Wednesday, July 14, 2004 

My First Rule Of Politics--Pay Your Dues

The Onondaga County Democratic Party has a potential challenger to entrenched Republican incumbent Jim Walsh for the local seat in the U.S. House of Representatives. Sam Gruber used to be head of the local preservation society, but according to news reports is now "a self-employed cultural resource management consultant serving companies and governments worldwide." He just returned from a year in Italy. The Italian connection will probably gain him some votes on the Northside of Syracuse, but considering that the district now spreads as far west as the Rochester suburbs, those votes probably will not put him over the top.

This latest chimera of a candidate will likely disappear sooner than the past lineup of lightweights, cranks and nobodies--since he has to gather over 1,200 signatures in three days. When will the the local Democratic party wise-up and learn my first rule of politics? A successful candidate has to have paid their dues. Your first attempt at office shouldn't be for Congress. The candidate should have a track record of civic involvement--committees, school boards, showing up at meetings and making statements at hearings. I go to a lot of hearings on a wide variety of city issues and I've never heard Mr. Gruber speak on anything other than preservation issues. He's very good on that issue, by the way. But is that enough to be considered for Congress?

The local Democrats are clueless anyway. They are hanging onto their fiefdom inside the city of Syracuse and abandoning the suburbs to the Republicans. The party chair is a yuppie lawyer who was best high school buds with the head of the national Democratic National Committee. The trend to associate with other non-working class folks and obsess about raising money that marks the current national Democratic Party A.C. (After Clinton) is a hallmark of the local party.

The party has no training and recruiting program for potential candidates. At nominating time they are forced to put the screws to lawyers or businessmen to run for the seats with a county-wide (or larger) constituency. They shrug their shoulders when the candidates turn them down--after seeing no organization and no plan for expanding their base. So the Democratic candidates for offices such as County Executive and U.S. Representative are either non-existent, third party pretenders or fringe personalities. "I don't belong to any organized political party.

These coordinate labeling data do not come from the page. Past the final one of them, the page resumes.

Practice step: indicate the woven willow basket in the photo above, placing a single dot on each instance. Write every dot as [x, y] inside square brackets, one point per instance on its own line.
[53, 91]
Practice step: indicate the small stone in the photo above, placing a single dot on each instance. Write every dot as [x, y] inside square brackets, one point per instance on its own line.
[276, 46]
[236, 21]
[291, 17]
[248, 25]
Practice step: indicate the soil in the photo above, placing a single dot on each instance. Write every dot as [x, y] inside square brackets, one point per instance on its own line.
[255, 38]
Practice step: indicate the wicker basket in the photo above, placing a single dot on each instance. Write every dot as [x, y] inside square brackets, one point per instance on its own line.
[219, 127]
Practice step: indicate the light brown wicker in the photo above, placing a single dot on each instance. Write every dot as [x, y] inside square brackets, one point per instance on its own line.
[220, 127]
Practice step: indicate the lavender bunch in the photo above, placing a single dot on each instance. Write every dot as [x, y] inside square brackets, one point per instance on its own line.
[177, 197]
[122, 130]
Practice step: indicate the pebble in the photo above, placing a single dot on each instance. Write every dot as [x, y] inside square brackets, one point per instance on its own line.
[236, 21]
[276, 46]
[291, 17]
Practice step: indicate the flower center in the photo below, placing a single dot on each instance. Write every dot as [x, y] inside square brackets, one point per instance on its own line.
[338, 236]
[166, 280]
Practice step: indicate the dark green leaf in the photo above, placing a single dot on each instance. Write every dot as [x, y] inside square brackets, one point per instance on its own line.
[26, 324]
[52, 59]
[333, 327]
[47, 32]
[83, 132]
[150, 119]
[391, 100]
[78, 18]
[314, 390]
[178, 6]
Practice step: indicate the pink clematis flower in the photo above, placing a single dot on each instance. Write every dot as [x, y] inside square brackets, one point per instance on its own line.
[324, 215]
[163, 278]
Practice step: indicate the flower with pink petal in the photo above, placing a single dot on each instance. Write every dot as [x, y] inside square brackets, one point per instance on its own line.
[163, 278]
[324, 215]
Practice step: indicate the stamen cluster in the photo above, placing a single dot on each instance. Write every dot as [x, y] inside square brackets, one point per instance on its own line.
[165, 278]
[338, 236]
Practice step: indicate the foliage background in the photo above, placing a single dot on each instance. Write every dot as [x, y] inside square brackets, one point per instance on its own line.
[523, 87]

I'm a Democrat." --Will Rogers

Saturday, July 10, 2004 

Because We Can, We Must

Bono, the lead singer for the rock group U2 gave the May 2004 commencement address at the U. of Pennsylvania--my alma mater. No offense to Ellen Goodman, the journalist from the Boston Globe who sent me off into the world with what I think was a decent graduation speech--I wish I had graduated this year.

Aside from being a rock star, Bono is the most effective celebrity activist of our time. Trading on his stardom, he is working to end poverty and AIDS in Africa--using the tool of forgiveness of Third World debt by international financial bodies and western governments.

He is also one of the best speakers of our time. He gave the speeches inducting Bob Marley and Bruce Springsteen into the Rock and Roll Hall of Fame and the introduction speech for Frank Sinatra's Lifetime Achievement award at the Grammy's. All of these speeches are incredible--funny, touching and uplifting.

Bono is my age and his speech resonated with me on many levels:

"I was 17 when I first saw The Clash, and it just sounded like revolution. The Clash were like, 'This is a public service announcement--with guitars.' I was the kid in the crowd who took it at face value. Later I learned that a lot of the rebels were in it for the T-shirt. They'd wear the boots but they wouldn't march. They'd smash bottles on their heads but they wouldn't go to something more painful like a town hall meeting. By the way I felt like that myself until recently."

"I didn't expect change to come so slow, so agonizingly slow. I didn't realize that the biggest obstacle to political and social progress wasn't the Free Masons, or the Establishment, or the boot heal of whatever you consider 'the Man' to be, it was something much more subtle. As the Provost just referred to, a combination of our own indifference and the Kafkaesque labyrinth of 'no's you encounter as people vanish down the corridors of bureaucracy."

"There's a truly great Irish poet his name is Brendan Kennelly,  and he has this epic poem called the Book of Judas, and there's a line in that poem that never leaves my mind, it says: "If you want to serve the age, betray it." What does that mean to betray the age? Well to me betraying the age means exposing its conceits, it's foibles; it's phony moral certitudes. It means telling the secrets of the age and facing harsher truths."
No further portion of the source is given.